But as I said, Paul, I don’t think you do have to. I can’t claim to be a true expert in men’s fashion, so I turned to two sources that are: Esquire and GQ. Both of these menswear bibles agreed that dress shirts made of cotton are just fine cleaned in your home laundry. Also OK: linen, cashmere, polyester, acrylic, and nylon. To do it right, use the delicate cycle with gentle detergent and cold water, then skip the dryer and hang them to dry. Easy, right? And you don’t even need to wash them after every wear, especially if you favor undershirts. (Note: If you’re a brights kind of guy and you’re worried about colors bleeding in the wash, check for colorfastness first on a hidden swatch.)

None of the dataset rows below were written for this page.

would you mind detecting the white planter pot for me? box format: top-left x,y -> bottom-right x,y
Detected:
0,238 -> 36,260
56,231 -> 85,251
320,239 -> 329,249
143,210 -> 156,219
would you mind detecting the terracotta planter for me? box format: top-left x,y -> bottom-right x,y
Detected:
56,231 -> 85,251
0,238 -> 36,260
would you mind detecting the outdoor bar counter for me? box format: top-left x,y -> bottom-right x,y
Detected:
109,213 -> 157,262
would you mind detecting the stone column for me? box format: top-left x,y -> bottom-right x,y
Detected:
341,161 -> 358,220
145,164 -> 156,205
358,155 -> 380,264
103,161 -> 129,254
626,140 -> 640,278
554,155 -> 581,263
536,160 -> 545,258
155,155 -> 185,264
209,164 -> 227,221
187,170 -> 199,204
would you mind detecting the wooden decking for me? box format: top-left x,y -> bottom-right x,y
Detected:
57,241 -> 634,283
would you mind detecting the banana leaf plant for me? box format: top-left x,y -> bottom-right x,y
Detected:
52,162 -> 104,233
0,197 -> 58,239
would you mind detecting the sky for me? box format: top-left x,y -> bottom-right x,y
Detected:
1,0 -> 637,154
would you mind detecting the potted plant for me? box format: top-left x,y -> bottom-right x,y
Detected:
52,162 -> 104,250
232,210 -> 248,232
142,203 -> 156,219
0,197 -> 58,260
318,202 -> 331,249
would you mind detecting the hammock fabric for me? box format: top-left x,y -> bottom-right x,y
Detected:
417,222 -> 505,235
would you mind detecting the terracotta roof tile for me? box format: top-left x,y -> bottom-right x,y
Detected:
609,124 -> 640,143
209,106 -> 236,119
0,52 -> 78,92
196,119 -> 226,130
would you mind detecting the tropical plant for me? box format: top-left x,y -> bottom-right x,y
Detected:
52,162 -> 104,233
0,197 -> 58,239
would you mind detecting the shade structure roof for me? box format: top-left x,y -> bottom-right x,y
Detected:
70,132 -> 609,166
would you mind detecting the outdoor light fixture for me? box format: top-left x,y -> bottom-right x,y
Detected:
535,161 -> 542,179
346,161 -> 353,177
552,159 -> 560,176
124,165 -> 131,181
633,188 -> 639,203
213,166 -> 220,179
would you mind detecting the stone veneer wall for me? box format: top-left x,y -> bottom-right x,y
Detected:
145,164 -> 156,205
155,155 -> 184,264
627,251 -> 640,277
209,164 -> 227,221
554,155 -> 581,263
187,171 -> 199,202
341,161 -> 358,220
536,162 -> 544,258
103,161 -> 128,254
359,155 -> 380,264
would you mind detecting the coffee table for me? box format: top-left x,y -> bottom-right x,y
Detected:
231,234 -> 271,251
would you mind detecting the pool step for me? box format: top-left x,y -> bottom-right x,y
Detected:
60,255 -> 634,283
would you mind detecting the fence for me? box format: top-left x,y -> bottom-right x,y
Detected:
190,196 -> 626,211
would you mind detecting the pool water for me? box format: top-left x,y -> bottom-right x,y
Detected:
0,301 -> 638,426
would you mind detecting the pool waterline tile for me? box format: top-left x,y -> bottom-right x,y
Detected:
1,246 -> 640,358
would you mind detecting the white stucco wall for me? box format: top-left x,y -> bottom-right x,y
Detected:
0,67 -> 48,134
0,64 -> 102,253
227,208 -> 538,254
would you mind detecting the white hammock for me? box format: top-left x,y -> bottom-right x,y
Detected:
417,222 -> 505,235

Now here’s the one place where I suspect you might miss the dry cleaner’s: You’ll still need to press and fold those shirts to get them in tip-top shape for the shelf. Ironing isn’t exactly fun, I know, but it is a skill we all should master. My advice: Turn on some music every Sunday night and get in a pressing groove for the week ahead. You’ll probably come out ahead timewise, now that you’ve eliminated all those runs to the cleaner’s. And think of all the cardboard, paper bands, and bags you won’t be using.
If you just can’t quit the occasional professional cleaning, Paul — maybe you have something woolen or sequined that really needs attention — please do opt for wet cleaning whenever possible (find an option near you here). While you’re at it, why not ask them to just fold your shirts, no packaging required? Hanging aficionados can go with a reusable garment bag and BYO hangers. Either way, you’ll look sharp while reducing waste — and, I hope, restore harmony to your closet along the way.